I've spent quite a bit of time up lots of logging roads in Oregon and northern California and never had any problems although national forest service roads as opposed to plain logging roads tend to be patrolled a little more but even those I've never had any problems with since when I'm camped up those I just move camp every so often. Don't really know about the ones in Washington very much. For really long term though in a single spot I think vehicles are hard to stash and depending on the type of vehicle can be hard to get it up into alot of the most isolated(washed out/overgrown) roads.


----------



## dirtyfacedan (Sep 2, 2009)

I check out logging roads all the time. BC has lots, and they are in fairly good shape being industrial forest and all.


----------



## Mor (Sep 12, 2009)

Car? no no no.. 

Try and find a van or truck.. something that can get over "tank traps" onto deactivated roads easier. AND once you're on the old road you'll want something that can make it through small creeks beds that cross the road... small boulders on the road.. downed trees.. etc. 

Or.. if you have a POS car you could pull a stunt like the duke boys and errr.... rip the bottom of your car off


----------



## oldmanLee (Sep 12, 2009)

Biggest thing you might have to deal with is logging roads are the favorite travel route of hunters/poachers.I've walked up a few(logged myself back in the '70s),and unless you can be cool with hunters in season,and convince poachers that you are no threat,better be WAY back off the track.


----------



## flashinglights (Sep 17, 2009)

I'll add that old 4wd subarus are great for forest roads, and you can get them in running order for less than 500 bucks. Get the older Hi/Lo dual range type, 5speed manual tranny, and make sure both spares are in there before you head out.


----------



## GutterGrayse (Feb 7, 2010)

They usually don't care even if they all know you're out there. Not saying don't be cautious, you always should, I've just never had a problem with squatting up loggin' roads before. And if you're in trouble, normally they're willing to help. It's definitely a lot safer than being way out in the woods off a deer trail with no one around for kilos and miles.


----------



## RideMoreTrains (Feb 7, 2010)

if your on logging roads here in Kentucky (where i live) and in the pacific northwest during the summer you better watch yourself. you are walking on roads marijuana growers use to gain access to there plants. i don't know how growers act on the west coast but here in kentucky a good ol' farm boy wont think twice about shooting you if they think you are a security risk. the county i live in has unemployment as high as 20%. growing marijuana is there livelihood and they will protect it. here in eastern Kentucky growers will set up traps along logging roads intended to maim or kill you. 

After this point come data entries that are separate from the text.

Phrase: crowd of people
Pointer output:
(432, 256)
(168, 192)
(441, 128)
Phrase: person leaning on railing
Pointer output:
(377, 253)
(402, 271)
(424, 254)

i'm not saying that squatting off of logging roads is necessarily a bad idea but they aren't completely abandoned and people do use them and people need to be aware of that. not all marijuana growers support these tactics and this is no way an indictment on them. i know several growers that don't carry guns or set up traps intended on hurting people. however there are people out there like that and if you want to live a long a logging road you need to know this stuff.


----------



## tallhorseman (Feb 7, 2010)

My favorite trick: 

Pick some kind of far-out critter like a Bald Eagle or, my favorite, an Osprey. Download some internet material about said critter and if confronted take on the role of the free-lance photographer trying to get some candid photos of said critter. It helps to have a camera. Ask the game warden to take a photo with you. Tell him it's for Boys Life magazine(Boy Scouts?).

Leave a note under the windshield of your car saying as much, and asking for privacy because the Osprey is such a private creature and interruptions might ruin days of work. 

I'm going to be pissed if the next time I try to play this game I get arrested because so many damned bird watchers have been intruding on federal land.

E.


----------



## RideMoreTrains (Feb 8, 2010)

well here in kentucky if anyone asks me what im doing on private land i tell them i am looking for wild ginseng. i also get a permit to collect ginseng in Daniel Boone Natl. Forest. ginseng used to grow wild all over the place in the Appalachian mountains but a majority of it has been poached. i adhere to the permit within park boundaries but on private land your allowed to collect it anytime you want. really its just my excuse to be in the woods like your bird watching technique.

i know a farmer out here in eastern Kentucky that grows marijuana and he acts like a cryptozoologist when he is in the woods and tending to his plants. cryptozoology is basically is the belief in and search for animals that are considered non-existent like big foot or the Loch Ness monster. he wears a ufo t-shirt and tells people he's looking for whatever animal he makes up. sometimes acting like a complete fucking wing-nut works.


----------